On a recent trip to the Chicago area, I was able to visit the National Shrine of St. Maximilian Kolbe in Libertyville, Illinois. The shrine comprises the Our Lady of the Blessed Sacrament Chapel, a Rosary Garden, and a Conventual Franciscan Friary.

St. Kolbe (1894-1941) is the Polish priest who offered to take the place of a fellow prisoner condemned to die in the starvation bunker at Auschwitz.

The chapel, open to the public 24 hours a day, 7 days a week, is dedicated to Perpetual Adoration, and has been since 1928 (the original temporary chapel moved to the current site in 1932).

Marytown, as the site is called, serves a broad apostolate — locally, nationally, and internationally — through Eucharistic Adoration, a prison ministry, daily Masses, weekday confessions, and a retreat program.

The side Passion/Kolbe Chapel contains first-class relics. Downstairs is a Holocaust exhibit with timelines, photos, and a mockup of the starvation bunker. The whole shrine is clothed with the “odor of sanctity.” I’m not sure I’ve ever been in a place that felt more holy.

St. Maximilian Kolbe. (Mateusz Kuca/Shutterstock)

Patricia Treece’s “A Man for Others” (Marytown Press, $34.36) tells more of the saint’s backstory.

From childhood, he had a deep devotion to Mary, who in prayer had appeared to him holding two crowns — one white, signifying purity; the other red, signifying martyrdom — and asked if he would like them. “Yes,” he replied, whereupon Mary looked at him tenderly and disappeared.
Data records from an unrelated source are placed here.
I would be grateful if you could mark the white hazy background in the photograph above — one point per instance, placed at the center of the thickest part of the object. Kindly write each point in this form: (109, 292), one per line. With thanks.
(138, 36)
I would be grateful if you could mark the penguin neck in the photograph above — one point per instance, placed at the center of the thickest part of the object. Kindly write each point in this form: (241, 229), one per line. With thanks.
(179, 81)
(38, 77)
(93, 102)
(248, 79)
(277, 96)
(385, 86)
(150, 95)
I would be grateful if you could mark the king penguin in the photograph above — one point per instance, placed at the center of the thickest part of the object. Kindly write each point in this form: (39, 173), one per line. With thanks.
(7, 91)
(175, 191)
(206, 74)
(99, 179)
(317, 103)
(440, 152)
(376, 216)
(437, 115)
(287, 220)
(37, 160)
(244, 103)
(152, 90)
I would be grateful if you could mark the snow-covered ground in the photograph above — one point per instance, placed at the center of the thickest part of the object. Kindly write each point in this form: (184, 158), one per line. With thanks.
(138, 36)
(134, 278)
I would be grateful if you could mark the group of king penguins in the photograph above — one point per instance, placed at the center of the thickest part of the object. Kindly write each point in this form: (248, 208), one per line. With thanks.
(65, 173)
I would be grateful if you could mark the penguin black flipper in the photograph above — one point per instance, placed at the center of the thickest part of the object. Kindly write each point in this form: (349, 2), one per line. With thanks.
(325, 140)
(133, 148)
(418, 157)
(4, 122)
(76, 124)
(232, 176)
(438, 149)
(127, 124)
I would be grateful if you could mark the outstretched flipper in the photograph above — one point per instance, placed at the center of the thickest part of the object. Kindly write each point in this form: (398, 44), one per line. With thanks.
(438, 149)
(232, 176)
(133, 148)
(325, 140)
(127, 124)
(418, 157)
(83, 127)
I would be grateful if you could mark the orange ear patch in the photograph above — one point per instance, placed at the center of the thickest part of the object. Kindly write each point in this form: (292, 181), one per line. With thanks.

He went on to become a Conventual Franciscan friar and a priest, settling at a monastery near Warsaw called Niepokalanów. Here, he established a community and a printing press that turned out pamphlets, books, a daily newspaper and a monthly magazine that had over a million subscribers.

In 1917, he founded the Militia Immaculata (Army of Mary), a worldwide evangelization movement. He also began to exhibit signs of the TB that would plague him for the rest of his life.

Starting in 1930, he served several years in Japan as a missionary but ill health forced him to return to Poland. During the German occupation that marked the beginning of World War II, he remained at Niepokalanów — which at 650 members was then the largest religious house in Europe — and continued to publish, including material that was critical of the Nazi regime. He was arrested in February 1941, and eventually transported to the concentration camp at Auschwitz.

One fascinating phenomenon underscored by Treece: Father Kolbe was a smallish man, far from robust, who continued to suffer from TB. Yet at Auschwitz he seemed to have been graced with a kind of supernatural strength. How was it that a sickly priest — priests were singled out for especially savage treatment by the guards — could endure the cold, the hard labor, the severe beatings, the starvation rations?

It was as if his destiny — his martyrdom — had been marked out in advance.

“Father Kolbe never asked for anything and he never complained,” writes Treece.

“Those eyes of his were always strangely penetrating. The SS men couldn’t stand his glance, and used to yell at him, ‘Schau auf die Erde, nicht auf uns!’ (‘Look at the ground, not at us.’)”

At the end of July 1941, a prisoner escaped from Auschwitz. The Nazis called for 10 others to die in his place. A sleek, well-fed commandant ordered the emaciated, lice-ridden prisoners to stand in rows and sauntered casually through, randomly pointing to those who were to starve to death.

When he pointed to inmate Francis Gajowniczek, the man broke down, wailing, “My wife! My children!” Whereupon, in an unthinkable breach of protocol, Father Kolbe stepped out of line and asked to take the man’s place.

Another inexplicable occurrence: Why did this hardened SS man not snarl, “Fine, then you can both die”? Instead, he barked his permission and the 10 were thrown into the bunker, naked. After two weeks only four prisoners were still alive; Father Kolbe, still conscious, among them. At last a guard came and injected the men with carbolic acid.

Father Kolbe was murdered on Aug. 14, the vigil of the feast of the Assumption, and cremated. Years before, he had remarked, “I would like to be ground to dust for the Immaculate Virgin and have this dust be blown away by the wind all over the world.”

A remarkable postscript: Rudolf Hoess, the commandant who ordered the 10 to die, had also introduced the pesticide Zyklon B into the gas chambers, and was thus responsible for upwards of 2 1/2 million other deaths.

At the end of the war he was arrested and, days before dying, wrote to the state prosecutor:

“In the solitude of my prison cell, I have come to the bitter recognition that I have sinned gravely against humanity … May the Lord God forgive one day what I have done.”

Hoess converted on his deathbed, confessed to a priest, and returned to the Catholic faith of his youth before being hanged.

In the Foreword to “A Man for Others,” Father Patrick Greenough opines that St. Kolbe laid down his life not just for Francis Gajowniczek, but for the other nine who were condemned — and for Hoess as well. 

Or as St. Kolbe had written to his mother back in his youth, “Pray that I will love without any limits.”